The scandal followed Mr. Pena Nieto throughout his presidency, bringing swift condemnation from both home and abroad. Mexico spent over $60 million in total on Pegasus according to Mexican officials citing past administrations.

The Mexican military acknowledged that Pegasus was only used from 2011 until 2013. The Mexican military has acknowledged having Pegasus only from 2011 to 2013.

Experts said that it is unclear why the military spied on the students but that the intelligence collected was not used in order to find them.

In 2018, Mr. Lopez Obrador assumed office and dissolved the Federal Police. He replaced the Mexican spy agency by a new organization.

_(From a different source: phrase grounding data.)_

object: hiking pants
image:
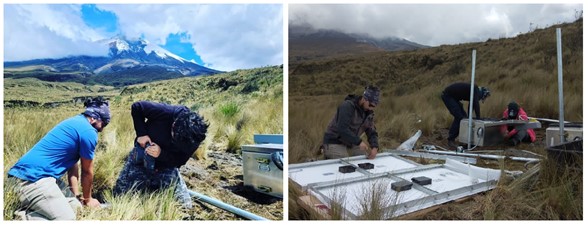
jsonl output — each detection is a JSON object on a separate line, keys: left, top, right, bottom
{"left": 113, "top": 147, "right": 193, "bottom": 209}
{"left": 442, "top": 93, "right": 467, "bottom": 141}
{"left": 323, "top": 144, "right": 364, "bottom": 159}
{"left": 10, "top": 176, "right": 81, "bottom": 220}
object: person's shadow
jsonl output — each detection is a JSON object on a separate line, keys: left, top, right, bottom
{"left": 222, "top": 175, "right": 281, "bottom": 205}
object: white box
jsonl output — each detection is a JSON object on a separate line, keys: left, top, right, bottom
{"left": 458, "top": 119, "right": 539, "bottom": 146}
{"left": 546, "top": 126, "right": 583, "bottom": 146}
{"left": 241, "top": 144, "right": 283, "bottom": 198}
{"left": 458, "top": 119, "right": 504, "bottom": 146}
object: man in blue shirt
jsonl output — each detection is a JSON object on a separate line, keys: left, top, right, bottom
{"left": 8, "top": 97, "right": 111, "bottom": 220}
{"left": 113, "top": 101, "right": 208, "bottom": 209}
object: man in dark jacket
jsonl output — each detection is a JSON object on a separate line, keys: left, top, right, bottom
{"left": 323, "top": 85, "right": 380, "bottom": 159}
{"left": 441, "top": 82, "right": 490, "bottom": 148}
{"left": 113, "top": 101, "right": 208, "bottom": 209}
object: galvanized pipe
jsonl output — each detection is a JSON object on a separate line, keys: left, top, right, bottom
{"left": 188, "top": 190, "right": 268, "bottom": 221}
{"left": 556, "top": 28, "right": 565, "bottom": 144}
{"left": 467, "top": 49, "right": 477, "bottom": 150}
{"left": 421, "top": 149, "right": 541, "bottom": 162}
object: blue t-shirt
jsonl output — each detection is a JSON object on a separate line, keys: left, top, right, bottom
{"left": 8, "top": 114, "right": 98, "bottom": 182}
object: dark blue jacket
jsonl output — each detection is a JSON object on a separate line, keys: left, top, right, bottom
{"left": 131, "top": 101, "right": 191, "bottom": 169}
{"left": 443, "top": 82, "right": 482, "bottom": 118}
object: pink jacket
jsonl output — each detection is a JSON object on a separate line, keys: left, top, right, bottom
{"left": 500, "top": 108, "right": 536, "bottom": 142}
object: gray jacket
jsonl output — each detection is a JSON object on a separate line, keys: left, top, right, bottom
{"left": 323, "top": 95, "right": 379, "bottom": 148}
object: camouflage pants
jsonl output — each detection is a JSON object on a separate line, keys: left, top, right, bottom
{"left": 113, "top": 150, "right": 193, "bottom": 209}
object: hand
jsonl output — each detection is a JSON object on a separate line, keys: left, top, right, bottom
{"left": 359, "top": 141, "right": 369, "bottom": 153}
{"left": 83, "top": 198, "right": 102, "bottom": 208}
{"left": 502, "top": 131, "right": 509, "bottom": 138}
{"left": 146, "top": 143, "right": 161, "bottom": 158}
{"left": 137, "top": 135, "right": 152, "bottom": 148}
{"left": 367, "top": 148, "right": 378, "bottom": 159}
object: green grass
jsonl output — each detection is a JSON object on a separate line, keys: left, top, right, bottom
{"left": 219, "top": 102, "right": 241, "bottom": 118}
{"left": 4, "top": 65, "right": 283, "bottom": 220}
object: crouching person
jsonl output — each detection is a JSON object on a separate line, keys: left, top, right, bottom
{"left": 500, "top": 101, "right": 536, "bottom": 146}
{"left": 7, "top": 97, "right": 110, "bottom": 220}
{"left": 113, "top": 101, "right": 208, "bottom": 209}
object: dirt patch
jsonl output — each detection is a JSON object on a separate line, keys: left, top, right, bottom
{"left": 181, "top": 151, "right": 283, "bottom": 220}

Four people who have knowledge of the contracts claim that only the military had Pegasus from 2019 to today. Citizen Lab analyses show that the spyware was used against journalists, human-rights defenders, and opposition politicians during this time.

According to Mexican law, a judge must give permission for government agencies to spy on private communication. In public disclosures the military said that it had not asked for this type of surveillance in the past years.

On a Thursday in December last year, Mr. Aguirre received an email that sounded like it was taken from a spy book.

The Times reviewed the message and found that "Apple believes state-sponsored attackers are targeting you to try to remotely compromise your iPhone connected with your Apple ID." These attackers may be targeting you specifically because of your identity or what you do.

Apple has announced that it will begin sending these warnings to users in 2021 whose phones have been compromised by sophisticated spyware. The email continued to state that "sensitive data," including the phone's camera and microphone, may have been compromised.

Pegasus had targeted Mr. Aguirre years before, when he was the executive director at the Miguel Agustin Pro Juarez Human Rights Center.

He felt sick to his stomach when he thought of the government spying on his digital life. From messages with torture victims to photos of his daughter and family, everything was there.

He realized that others might also be compromised.

He ran to Maria Luisa Aguilar's office, the international advocate for the group. She received the same email.

Citizen Lab analyzed the phone data of two activists who contacted R3D (a Mexican digital rights group). It confirmed both had been hacked by Pegasus multiple times between June and September 2022.

"In the eyes the military, we are a threat," said Ms. Aguilar. They don't wish to lose their power.

Ronen Bergman reported from Tel Aviv, while Natalie Kitroeff was in Mexico City.